She had thought Shade was attracted to her, not Zesi. Did Shade still feel anything for her - if he ever had? Did she care if he did or not? Ana could hardly bear the baffling tension.
What made it worse was that it was still more than a month and a half to the summer solstice, and the Giving celebration. That seemed to be emerging as a major landmark in everybody’s mind. It was always the summit of the year anyhow, the longest day, after which the slow run-down to another winter began. And at the Giving the question of her father would come to a head. Although the solstice would be less than a year since Kirike’s disappearance, everybody seemed to feel that if he wasn’t back by the time of the feast, and Zesi, defying custom, took over his role as the Giver, it would be a kind of closing of Kirike’s story.
Ana didn’t want to face that. But another part of her longed for the day to come, for the Pretani were going home after the Giving.
A month and a half was too long to wait. And so she suggested a trip up-river as a way to use up some energy. The idea was greeted with a snarl from Zesi, but a day later, after a quiet word from the priest, her sister grudgingly accepted that it was a good idea after all, and the word was passed around.

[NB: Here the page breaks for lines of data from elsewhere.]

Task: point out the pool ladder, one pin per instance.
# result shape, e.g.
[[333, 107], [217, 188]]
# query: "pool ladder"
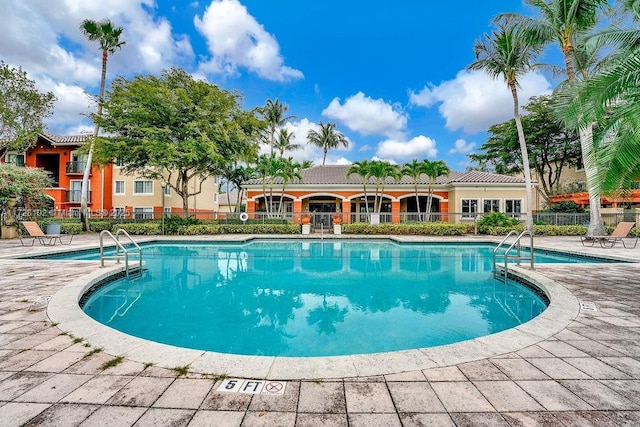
[[122, 252], [508, 256]]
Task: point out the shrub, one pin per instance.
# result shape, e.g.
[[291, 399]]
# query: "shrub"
[[140, 228], [172, 224], [417, 228]]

Not long after dawn, the people gathered around Zesi’s house, a few adults and many children, and with soft murmurs and laughter they set off.

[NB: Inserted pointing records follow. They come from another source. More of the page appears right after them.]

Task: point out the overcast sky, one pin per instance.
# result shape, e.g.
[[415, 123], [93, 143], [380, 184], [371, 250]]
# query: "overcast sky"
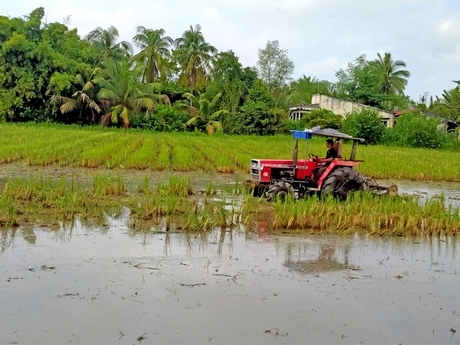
[[322, 36]]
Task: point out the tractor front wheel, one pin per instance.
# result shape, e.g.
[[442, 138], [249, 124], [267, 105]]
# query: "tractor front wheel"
[[278, 192]]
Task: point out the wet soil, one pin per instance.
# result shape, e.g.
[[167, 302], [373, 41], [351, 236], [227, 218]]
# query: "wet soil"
[[111, 286], [200, 180]]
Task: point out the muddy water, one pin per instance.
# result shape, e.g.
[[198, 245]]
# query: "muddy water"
[[110, 286], [200, 180]]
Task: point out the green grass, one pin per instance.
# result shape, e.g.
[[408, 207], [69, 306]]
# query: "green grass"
[[377, 215], [95, 147], [173, 205]]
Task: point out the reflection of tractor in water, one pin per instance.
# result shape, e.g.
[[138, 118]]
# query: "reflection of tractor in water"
[[277, 178]]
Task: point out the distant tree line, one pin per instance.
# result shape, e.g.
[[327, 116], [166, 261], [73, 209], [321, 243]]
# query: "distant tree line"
[[48, 73]]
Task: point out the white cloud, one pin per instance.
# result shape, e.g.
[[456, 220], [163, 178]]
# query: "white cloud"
[[321, 35]]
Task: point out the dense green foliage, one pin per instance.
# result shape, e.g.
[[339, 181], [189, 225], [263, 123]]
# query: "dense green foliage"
[[49, 73], [415, 130], [365, 124]]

It was a short hike from the Seven Houses to the estuary of the Milk, across scrubby grassland carpeted with buttercups. Ana walked with Arga and Lightning, neither of whom seemed troubled by the atmosphere among the adults. The sun rose, the mist burned off with the last of the dew, the birdsong was loud, and Ana was soon warm through. Given all her problems, she felt unreasonably happy.
But it didn’t help that both the Pretani boys had decided to come along.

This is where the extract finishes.